The fact that he might at any moment lapse into an urgent theme somewhere between familiar and half-familiar is part of what makes a Matthew Shipp recital so magical. Big picture: it's not a new trick. Jazz players have been dropping melody fragments for humor or as a tip of the hat since the days of "Salt Peanuts." But for Shipp they seem to be something else, and that something seems to be somewhat personal. Mired within his knotty phrases and chord dissections, he can't not lock into introverted interpolations. At the same time, the veil of referencing seems to help elucidate the melodic fragments, somewhere between Ayler and Chopin, that spring from his forehead — or rather his fingers.

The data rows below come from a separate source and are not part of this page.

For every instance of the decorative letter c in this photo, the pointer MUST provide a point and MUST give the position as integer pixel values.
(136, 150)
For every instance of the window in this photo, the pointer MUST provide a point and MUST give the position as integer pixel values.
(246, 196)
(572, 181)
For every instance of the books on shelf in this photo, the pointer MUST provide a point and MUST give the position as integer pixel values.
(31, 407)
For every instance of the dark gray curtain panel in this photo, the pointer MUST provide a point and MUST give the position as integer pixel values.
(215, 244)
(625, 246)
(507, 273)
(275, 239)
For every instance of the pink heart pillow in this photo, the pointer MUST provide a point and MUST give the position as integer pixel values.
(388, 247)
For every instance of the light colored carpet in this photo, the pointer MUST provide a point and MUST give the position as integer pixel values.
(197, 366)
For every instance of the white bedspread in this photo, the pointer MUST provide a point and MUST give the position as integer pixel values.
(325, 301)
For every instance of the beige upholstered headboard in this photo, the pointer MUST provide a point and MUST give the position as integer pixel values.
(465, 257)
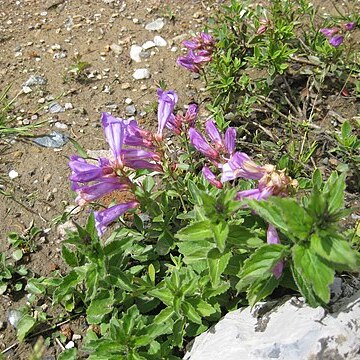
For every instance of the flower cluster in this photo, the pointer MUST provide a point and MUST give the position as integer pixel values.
(131, 147)
(234, 164)
(200, 50)
(336, 35)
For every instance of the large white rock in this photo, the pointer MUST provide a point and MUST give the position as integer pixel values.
(289, 331)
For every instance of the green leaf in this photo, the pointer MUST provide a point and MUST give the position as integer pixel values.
(163, 316)
(68, 354)
(191, 313)
(201, 306)
(99, 307)
(24, 326)
(335, 250)
(286, 215)
(195, 193)
(335, 186)
(261, 289)
(163, 294)
(197, 231)
(69, 256)
(151, 272)
(221, 232)
(314, 271)
(217, 263)
(17, 254)
(260, 264)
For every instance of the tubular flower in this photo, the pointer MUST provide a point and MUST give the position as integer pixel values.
(334, 38)
(273, 238)
(167, 102)
(211, 177)
(200, 50)
(105, 217)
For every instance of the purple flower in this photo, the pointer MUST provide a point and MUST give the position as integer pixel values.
(82, 171)
(329, 32)
(230, 140)
(349, 26)
(240, 165)
(200, 144)
(105, 217)
(273, 238)
(167, 101)
(211, 178)
(93, 192)
(255, 194)
(114, 130)
(336, 40)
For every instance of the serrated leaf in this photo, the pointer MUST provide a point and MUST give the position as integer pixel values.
(191, 313)
(163, 294)
(197, 231)
(217, 263)
(286, 215)
(260, 264)
(335, 250)
(24, 326)
(221, 232)
(68, 354)
(163, 316)
(313, 271)
(261, 289)
(69, 256)
(99, 307)
(17, 255)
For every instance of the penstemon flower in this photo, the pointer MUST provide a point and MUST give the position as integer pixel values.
(200, 51)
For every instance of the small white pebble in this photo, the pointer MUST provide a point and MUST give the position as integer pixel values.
(13, 174)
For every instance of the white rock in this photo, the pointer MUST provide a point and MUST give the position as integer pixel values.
(140, 74)
(117, 49)
(135, 51)
(13, 174)
(26, 89)
(289, 331)
(148, 45)
(159, 41)
(156, 25)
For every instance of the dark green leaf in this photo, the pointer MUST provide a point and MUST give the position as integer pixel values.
(335, 250)
(24, 326)
(314, 271)
(197, 231)
(217, 263)
(260, 264)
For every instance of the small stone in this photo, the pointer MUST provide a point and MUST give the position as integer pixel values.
(35, 80)
(47, 178)
(55, 108)
(60, 125)
(156, 25)
(135, 51)
(159, 41)
(125, 86)
(140, 74)
(70, 345)
(13, 174)
(130, 110)
(26, 89)
(148, 45)
(117, 49)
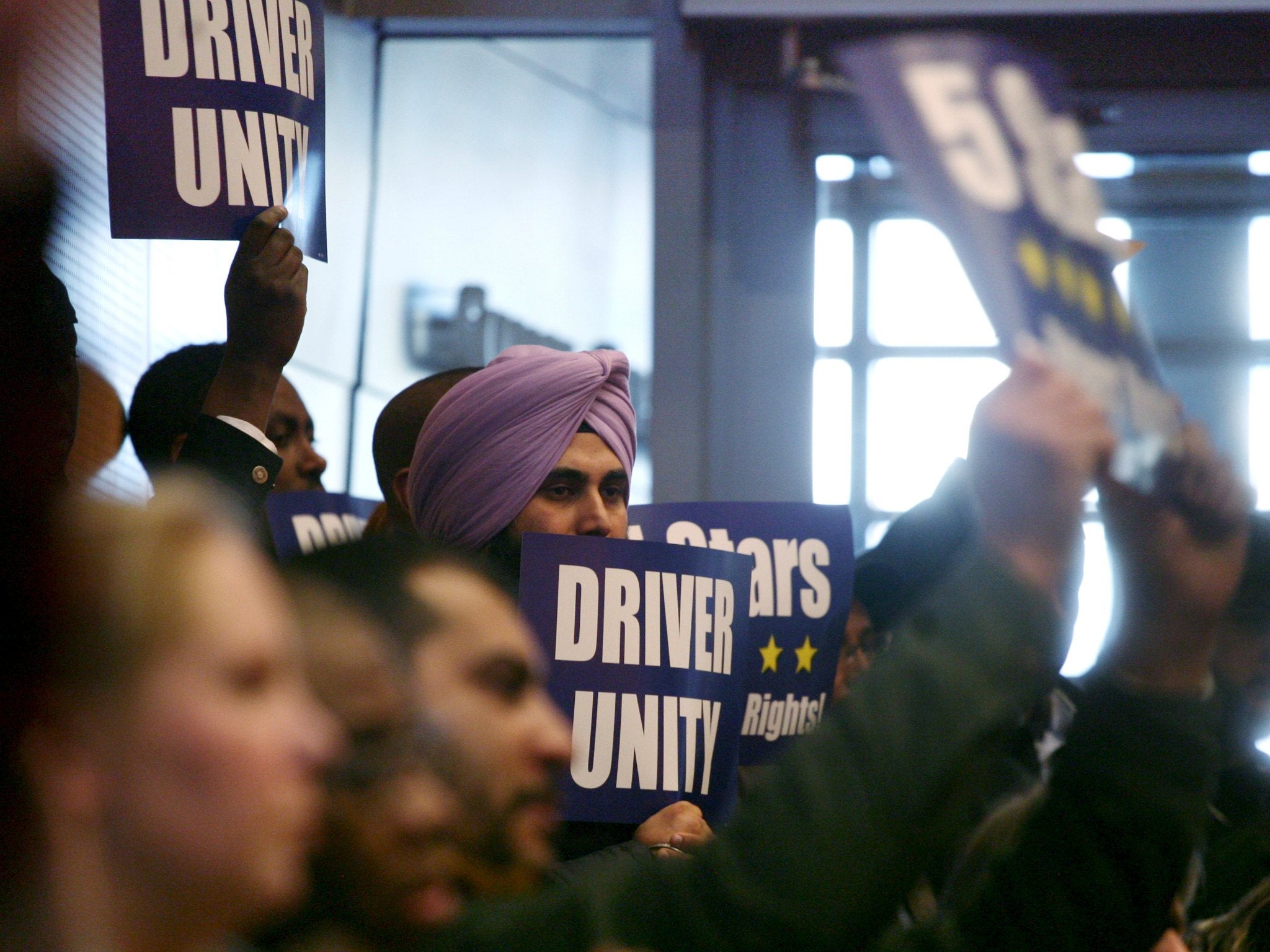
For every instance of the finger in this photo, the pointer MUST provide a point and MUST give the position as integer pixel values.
(259, 231)
(277, 248)
(690, 842)
(291, 262)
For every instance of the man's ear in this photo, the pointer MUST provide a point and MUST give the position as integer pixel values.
(178, 444)
(399, 488)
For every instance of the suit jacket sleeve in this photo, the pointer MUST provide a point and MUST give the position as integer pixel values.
(235, 460)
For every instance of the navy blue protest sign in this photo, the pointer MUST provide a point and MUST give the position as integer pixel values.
(305, 522)
(987, 150)
(644, 644)
(799, 597)
(215, 110)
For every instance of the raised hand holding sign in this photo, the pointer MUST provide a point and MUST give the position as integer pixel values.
(990, 155)
(644, 643)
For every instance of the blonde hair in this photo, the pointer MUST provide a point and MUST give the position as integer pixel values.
(120, 579)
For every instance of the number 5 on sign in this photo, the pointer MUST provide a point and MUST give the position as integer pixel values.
(977, 154)
(973, 148)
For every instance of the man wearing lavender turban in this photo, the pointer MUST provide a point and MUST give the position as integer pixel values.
(540, 441)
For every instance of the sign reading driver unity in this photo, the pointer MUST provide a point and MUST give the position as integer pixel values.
(646, 646)
(987, 148)
(799, 597)
(215, 110)
(304, 522)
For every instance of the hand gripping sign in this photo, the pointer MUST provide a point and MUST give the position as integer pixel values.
(988, 154)
(644, 644)
(799, 597)
(305, 522)
(215, 110)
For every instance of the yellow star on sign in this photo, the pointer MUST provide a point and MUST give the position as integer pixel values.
(770, 654)
(804, 655)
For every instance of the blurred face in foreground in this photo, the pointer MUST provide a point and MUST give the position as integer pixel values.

In that regard, Creation Out of Chaos — a double CD recorded live in Moscow on February 11, 2009, serves as a sort of Young Person's Guide to Matthew Shipp. The indexing and track listing is almost overly literal, creating a set of songs out of the two separate hours which Shipp spontaneously combusted. The concert, intermingling his own compositions with standards ("Angel Eyes," "Summertime," "Yesterdays," "On Green Dolphin Street") is a typical affair, although the length of it — preserving two sets from a single night — establishes the breadth of land the pianist surveys. But having the titles and tracks as road signs assists in following his progressions as he slips in and out of recognizable and quasi-recognizable sections, as say in the sudden but seamless transition from his own lovely "Patmos" (from his suberb solo album 2006 Once) to the Disney via Davis "Someday My Prince Will Come."
Shipp has made some important records, and this isn't one of them. But he's always fascinatingly idiosyncratic, and this time it comes with Cliff's Notes.